For that matter, viruses are so small and basic that scientists today debate whether they're actually a form of life or not, so that blurs the line further on whether they would "come back" with us. But are there some entities like viruses in our body that are foreign but that are important to our functioning like bacteria are?

And past that, there's silly questions like where the mass comes from if a body "turns to paste" when devoured whole, then another appears. Would the world steadily increase in mass from the countless instances of devouring? Could this eventually accumulate to have a serious effect on the world as an astral body? Could the addition of so much water and carbon further throw off the balance of nature in the long term?

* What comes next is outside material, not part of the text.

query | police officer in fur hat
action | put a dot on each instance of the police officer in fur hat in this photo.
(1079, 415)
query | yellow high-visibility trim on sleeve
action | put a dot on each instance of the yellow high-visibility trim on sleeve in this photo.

It's easy to say "it's magic," but when an entire world has to live with the consequences, the details are important. The nature of civilization in this world is becoming a little clearer now, and it's possible that overcrowding and starvation, while still a problem, might not be as severe as I'd estimated. There would still be death, much of it inflicted by others, just less of it. It's tough to answer all the questions, but we do gain wisdom in the asking.

Comments

It's our fear that defines how we live, so to understand how a society would develop (or an ecosystem, for that matter), we have to understand what's it's afraid of, which requires a deep understanding of the morbid details. I want to understand my options for this world and what would logically occur as a result of the known factors. Would these factors shape civilization in a particular way, or maybe even make it impossible? Would it trap us at an early level of development because large cities would be unsustainable? I tentatively like the idea of at least having "civilized" people around to interact with, whether the game will see the player going into their territory or only in the outskirts at best. There could certainly be difficulties entering a city as such a wild creature, but that also depends on how these people would respond to "monsters" like the player character to begin with. I didn't particularly intend to make this morbid, but it's important to me to understand the factors going into building this world so I can make a world that doesn't suddenly "not make sense" when you get to a certain part of it. Or at least minimize the chance of that!

Lithier

You're pretty fixated on morbidity and civilization. Is there something wrong with the foundation of how you built your game? Is there a backdoor to this thought process? It sounds like you want to implement a civilized area in the game. I would suggest that the "wild one" chimeras may have trouble operating in a civilized area. On the other hand, if there is a biological filtration function to death-by-chimera, you may have built a setting where a demon stalking the halls of the local hospital would be celebrated... as long as they're merely a lethal demon and not a raping demon.